Я бродил по палубе и внимательно всматривался в лица матросов. И каждый из них склонял голову в знак послушания моей ещё не высказанной воле. Нагулявшись, я перешёл в капитанскую рубку и присел на тот самый стул, на котором ещё вчера восседал старик. В голове отчаянно пульсировала кровь. Необходимо было сосредоточиться и обдумать моё новое положение и тактику общения с командой. Переубеждать их нет никакого смысла. Единственное, что могло бы изменить отношение команды ко мне, это присутствие старика, но его нет!

Я ещё раз вспомнил прошлый вечер. Старик, говоря «уходи», глазами умолял меня остаться, словно просил: «Стой же, я ещё не нагляделся на тебя! Побудь рядом…» Когда же я выполнил его команду и вышел вон, старик не остановил меня.

Подошёл капитан с докладом.

– Господин Огюст, фарватер, предложенный вами вчера, слишком сложен даже для такого маневренного судна, как наше. Мы правим на шельф, где мелководные каменистые пороги могут повредить корпус и создать нам определённые трудности. Прикажете не менять курс?

«Зачем он это сделал? – подумал я, понимая, что решение о порожистом фарватере было принято стариком сознательно. – Этой ночью закончилось его время. Он передал мне право на продолжение собственной жизни и, видимо, решил проверить в деле мою житейскую хватку? Ну, хитрец!»

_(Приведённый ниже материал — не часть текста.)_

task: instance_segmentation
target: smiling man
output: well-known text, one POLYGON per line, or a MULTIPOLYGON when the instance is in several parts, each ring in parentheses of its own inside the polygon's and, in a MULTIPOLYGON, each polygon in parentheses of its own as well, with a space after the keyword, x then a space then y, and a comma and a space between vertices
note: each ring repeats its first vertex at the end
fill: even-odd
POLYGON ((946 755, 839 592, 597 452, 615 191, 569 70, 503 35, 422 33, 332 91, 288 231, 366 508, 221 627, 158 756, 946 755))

Оказавшись перед реальным житейским препятствием, я почувствовал азарт преодоления.

– Нет, кэп, мы меняем курс на обратный. Возвращаемся в порт! – объявил я как можно более твёрдым голосом.

Предупредив командирским тоном вопросы и, не дай бог, возражения, я указал кэпу на штурвал, рыжему верзиле – на румпель и хотел выйти из капитанской рубки, но ещё один матрос, кажется Филипп, неожиданно вырос на моём пути. Он держал перекинутую через локоть идеально выглаженную одежду.

– Господин Огюст, вчера вы просили подготовить вам новую одежду, – кэп склонил голову в вежливой улыбке, – она готова.

С этими словами он принял у матроса и переложил на свою согнутую руку милый старомодный костюмчик с большими узорчатыми пуговицами и жёстким накрахмаленным воротничком.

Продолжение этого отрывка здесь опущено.